Il tempo scorre inesorabile, e il regime iraniano degli ayatollah si avvicina sempre più al "sogno" della bomba atomica: un incubo per il mondo occidentale e per la regione sottostante.
Le sanzioni economiche imposte all'Iran vedono il mondo diviso sulla loro applicazione, e nel frattempo paradossalmente agevolano Ahmadinejad in due modi: anzitutto favorendo una crescita delle quotazioni petrolifere, poiché una contrazione dell'offerta iraniana priva il mercato mondiale di una considerevole fonte. Il livello di pareggio è fissato a 80 dollari: quotazioni superiori producono entrate maggiori della spesa pubblica, qualora l'Iran dovesse riuscire a collocare comunque la sua produzione. Il mondo impatterebbe negativamente sulla leadership iraniana soltanto con quotazioni del greggio inferiori a questa soglia; non superiori.
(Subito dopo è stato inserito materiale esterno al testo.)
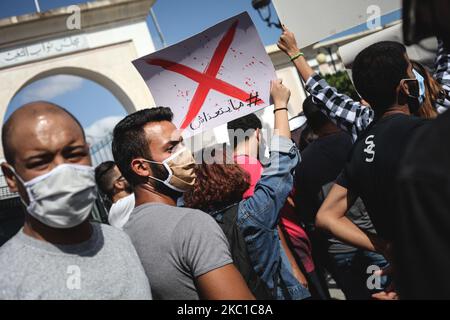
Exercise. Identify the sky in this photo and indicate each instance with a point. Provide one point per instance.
(92, 103)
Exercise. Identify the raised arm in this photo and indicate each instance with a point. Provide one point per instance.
(350, 115)
(442, 75)
(263, 208)
(331, 217)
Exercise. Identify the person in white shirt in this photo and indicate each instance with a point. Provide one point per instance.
(118, 192)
In secondo luogo, l'applicazione delle sanzioni e l'attesa del loro concretizzarsi, fornisce prezioso tempo al regime degli ajatollah. Anziché avvicinare il momento di una soluzione decisa, lo allontana irrimediabilmente: difficile paventare missioni di distruzione delle installazioni nucleari, prima che le sanzioni incomincino a fare effetto.
Oltretutto ci sono forti dubbi circa l'efficacia di uno "strike". Il regime iraniano sta procedendo con sollecitudine allo spostamento delle installazioni nucleari nel sottosuolo. Il sito di arricchimento dell'uranio di Natanz è situato a 6 metri (25 piedi) di profondità, mentre l'aviazione israeliana è dotata di munizioni che penetrano un muro di cemento armato fino a 20 piedi. Gli Stati Uniti ammettono che le armi in loro possesso non sarebbero in grado di colpire tutte le attuali installazioni nucleari iraniane.
L'Occidente insomma comincia a recitare il mea culpa: la malevole miopia di El Baradei, quando a capo dell'Agenzia Internazionale dell'Energia ha rifiutato di ammettere la natura bellica della ricerca nucleare iraniana, e l'eccessiva indulgenza dell'Occidente, con l'assurda politica "delle mani tese", hanno fornito al regime di Ahmadinejad tempo utile per portare a termine la realizzazione di - forse - quattro bombe atomiche ad alto potenziale. Si stima che a metà anno il processo sarà completato, e l'Iran potrà schierare il suo arsenale nucleare. Minacciando l'unico stato verso il quale si manifesta quotidiana ostilità, e inducendo le altre potenze locali a correre ai ripari, dotandosi di analogo arsenale nucleare a scopo di deterrenza.
Nel frattempo l'unico stato disponibile a sobbarcarsi l'eventualità di una missione eroica quanto potenzialmente suicida - Israele - fronteggia il rischio di dolorose rappresaglie; ancora una volta, favorite dall'ottusità occidentale. Ieri un alto diplomatico italiano ha chiarito che qualora gli Hezbollah a sud del Libano (e nel governo di Beirut) dovessero aggredire le città settentrionali di Israele, in risposta ad un attacco di questi alle installazioni iraniane; l'esercito italiano non muoverà un dito. Bizzarra posizione, dal momento che missione dell'UNIFIL è proprio quella di disarmare l'organizzazione terroristica sciita, e di prevenirne nuovi attacchi nei confronti di Israele. Non è più agevole la posizione sul fronte meridionale, con Hamas rafforzata dalla vittoria schiacciante delle organizzazioni integralista islamiche nel vicino Egitto, con le forze democratiche e liberali invece annichilite.
Senza considerare che secondo gli esperti, un attacco ben riuscito alle postazioni nucleari iraniane riuscirebbe a rimandare di due, al massimo tre anni il conseguimento di una bomba atomica; non a prevenirlo del tutto. Un incubo che si fa sempre più concreto, e che rappresenta una concreta minaccia per la pace nel mondo da qui ai prossimi anni.